La evolución de los bonos estas últimas semanas refleja, por un lado, un cambio común de conductor hacia la estabilización; pero, por otro, supone el riesgo a una ruptura de un equilibrio básico para el proceso de recuperación que se debe producir. Los bajos tipos de interés son aún claves para que la recuperación se consolide. Tensiones en las curvas de los gobiernos, que impliquen tensiones en todos los activos ligados a tipos, pueden tener un efecto muy negativo tanto en la recuperación en general (pensemos en los efectos en deuda y déficit) como en la evolución del mercado. En este último caso, tanto por la macro como por las dinámicas que lo mueven, que podrían amplificar los riesgos.

Europa mantiene el mismo lenguaje, mientras que Powell parece querer limitar riesgos

Si analizamos los discursos de Powell y de Lagarde de esta semana, podemos ver cómo desde Europa se mantiene el mismo lenguaje, sin apreciarse una excesiva presión a cambios, mientras que Powell parece querer limitar riesgos de corto.
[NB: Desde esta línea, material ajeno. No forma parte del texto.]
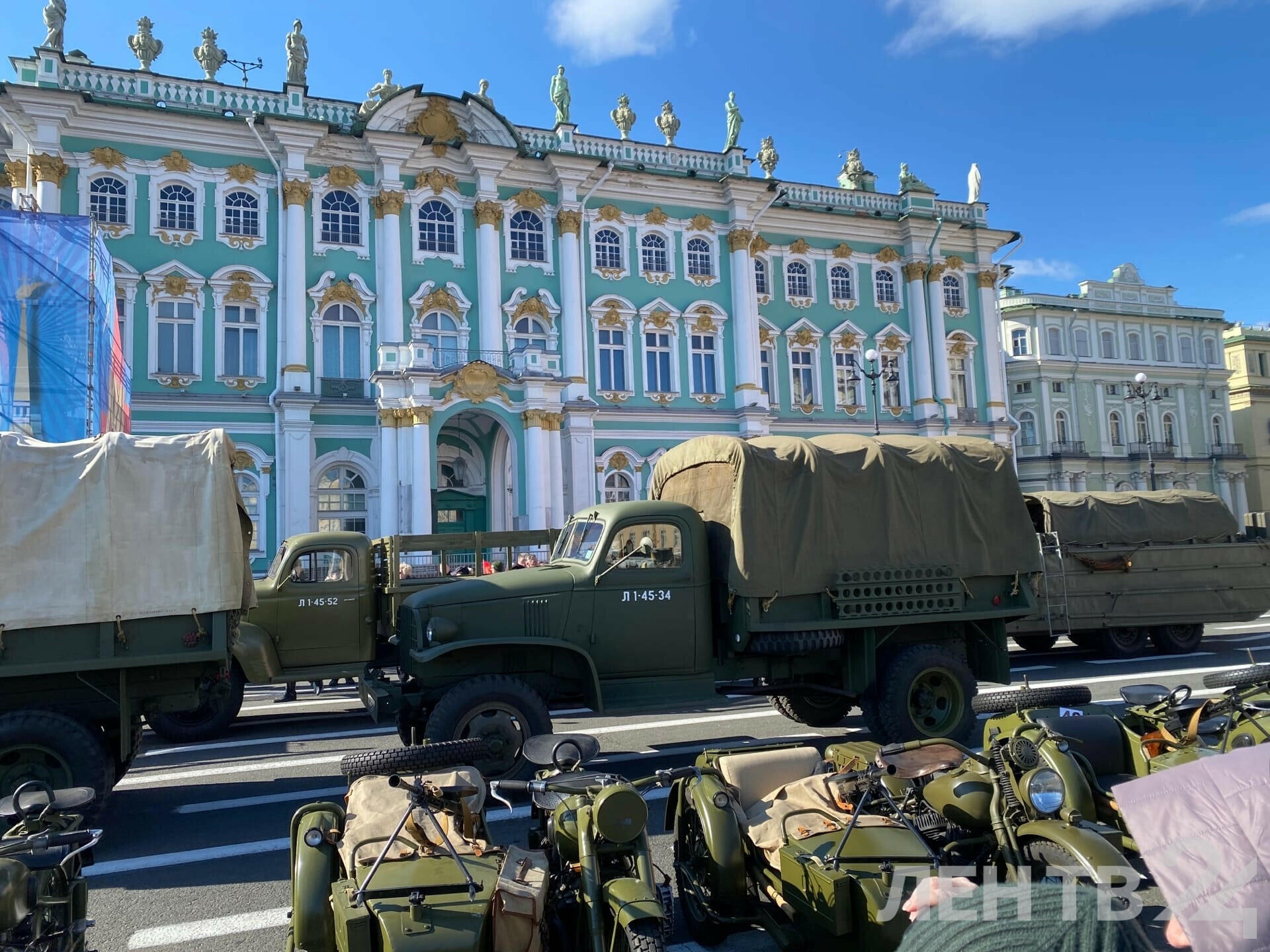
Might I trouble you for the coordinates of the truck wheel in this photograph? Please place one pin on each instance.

El movimiento de tipos de mercado le obliga a volver a hablar de inflación controlada, reiterar que la sigue viendo por debajo de los objetivos del 2% hasta el 2022, recordar su política de tipos bajos durante un largo periodo de tiempo, etc. Lo sorprendente y preocupante es que, durante la sesión en la que habló el presidente de la Fed, el mercado de renta variable se recuperó, mientras que los bonos están ya con 'tires' más elevadas. Algunas fuertes caídas en activos apoyados últimamente por la liquidez se corregían, incluso terminaban con pequeñas alzas. Sin embargo, los bonos no lo hacían, al revés. El americano a 10 años llegaba a niveles de 1,5% desde el 1,3% de hace apenas una semana y, por supuesto, muy lejos de los niveles alcanzados el año pasado. Tengamos en cuenta que no es tanto el nivel absoluto de tipos sino la rapidez y virulencia del movimiento lo que puede acelerar caídas tanto en bonos como en renta variable.
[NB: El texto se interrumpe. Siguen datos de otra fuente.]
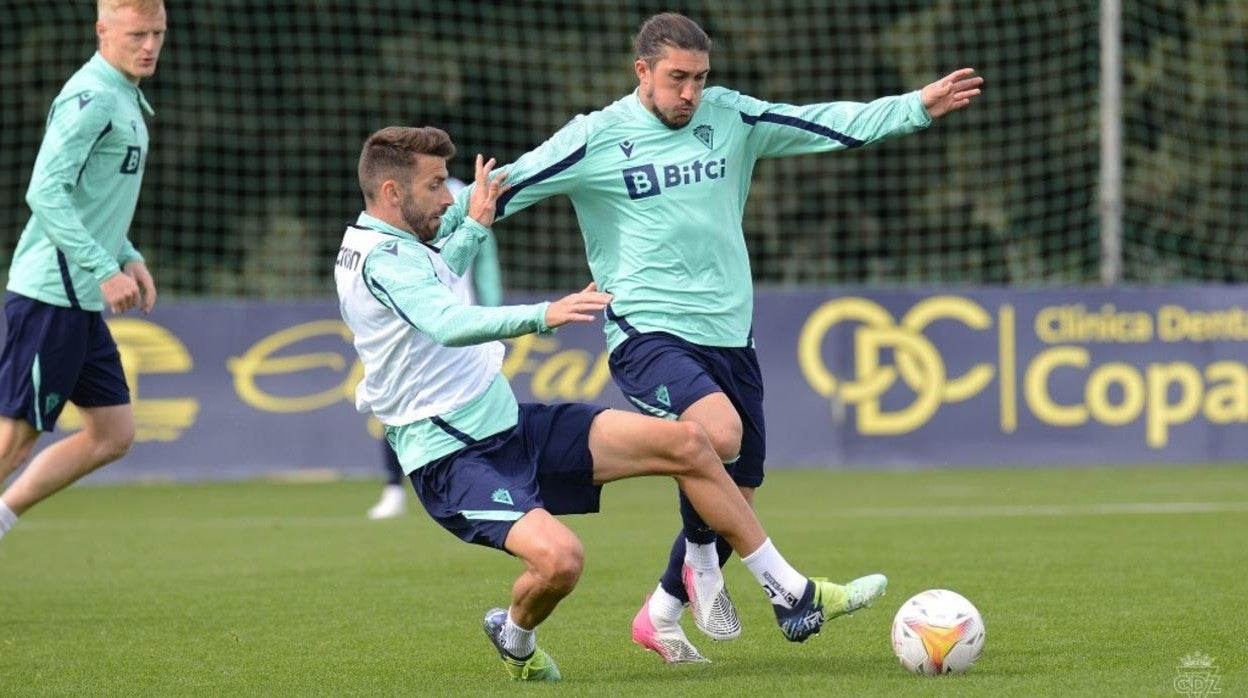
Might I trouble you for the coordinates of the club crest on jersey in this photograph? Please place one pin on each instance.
(132, 160)
(649, 180)
(706, 135)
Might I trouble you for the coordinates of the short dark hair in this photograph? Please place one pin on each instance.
(669, 29)
(390, 152)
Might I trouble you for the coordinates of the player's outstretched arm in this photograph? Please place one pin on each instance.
(577, 307)
(951, 93)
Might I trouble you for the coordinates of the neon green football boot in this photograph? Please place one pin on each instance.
(824, 601)
(536, 667)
Un riesgo, aunque sea mínimo, de desconfianza en la sostenibilidad de bajos tipos de interés puede provocar una importante salida de liquidez de todos aquellos activos en los que se ha concentrado la misma. Tengamos en cuenta que se estaría dudando de la capacidad de sostener una base que se ha asumido como base fija. El riesgo de corto plazo es alto, las dudas conllevan rebalanceo, las distorsiones pueden amplificar el movimiento.
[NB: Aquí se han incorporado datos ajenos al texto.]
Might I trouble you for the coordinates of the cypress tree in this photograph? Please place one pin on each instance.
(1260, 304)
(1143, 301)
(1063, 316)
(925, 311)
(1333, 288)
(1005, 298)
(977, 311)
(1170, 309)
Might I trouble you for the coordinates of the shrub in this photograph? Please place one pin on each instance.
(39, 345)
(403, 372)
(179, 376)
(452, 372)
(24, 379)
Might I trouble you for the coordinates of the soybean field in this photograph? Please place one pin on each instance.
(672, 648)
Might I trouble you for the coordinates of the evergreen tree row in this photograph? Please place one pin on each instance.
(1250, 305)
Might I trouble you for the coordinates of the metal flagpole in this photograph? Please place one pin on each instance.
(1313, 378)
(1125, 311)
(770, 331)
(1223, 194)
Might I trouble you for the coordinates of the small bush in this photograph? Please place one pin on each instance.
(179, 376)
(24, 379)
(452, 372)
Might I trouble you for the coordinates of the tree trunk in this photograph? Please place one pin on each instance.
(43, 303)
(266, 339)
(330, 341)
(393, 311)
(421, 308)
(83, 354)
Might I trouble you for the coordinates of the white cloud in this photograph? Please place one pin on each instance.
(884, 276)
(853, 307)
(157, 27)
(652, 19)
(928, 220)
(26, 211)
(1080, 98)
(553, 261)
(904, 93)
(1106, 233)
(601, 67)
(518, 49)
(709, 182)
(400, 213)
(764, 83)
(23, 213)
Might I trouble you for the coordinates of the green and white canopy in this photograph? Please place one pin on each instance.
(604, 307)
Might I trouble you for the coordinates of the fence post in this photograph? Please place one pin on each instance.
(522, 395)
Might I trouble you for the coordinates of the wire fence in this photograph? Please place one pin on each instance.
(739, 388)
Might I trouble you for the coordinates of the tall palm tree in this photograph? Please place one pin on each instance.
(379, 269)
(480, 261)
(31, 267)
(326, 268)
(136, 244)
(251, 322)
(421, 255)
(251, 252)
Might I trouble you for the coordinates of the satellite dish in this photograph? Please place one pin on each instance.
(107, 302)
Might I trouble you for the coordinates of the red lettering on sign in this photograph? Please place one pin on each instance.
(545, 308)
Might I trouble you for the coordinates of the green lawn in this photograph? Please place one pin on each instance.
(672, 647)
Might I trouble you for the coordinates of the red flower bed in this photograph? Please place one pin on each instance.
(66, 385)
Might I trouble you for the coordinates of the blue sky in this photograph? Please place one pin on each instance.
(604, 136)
En este corto plazo, el seguimiento de los volúmenes de los mercados, especialmente en los activos en los que se ha concentrado la liquidez, así como el comportamiento del dólar y especialmente de las 'tires' en gobiernos y crédito corporativo, es fundamental. Sin duda, los bancos centrales apoyarán acelerando determinadas compras, pero no olvidemos que hay mucho volumen que puede reducir posicionamiento. El equilibrio y manejo de la salida se puede consolidar como el principal conductor para 2021.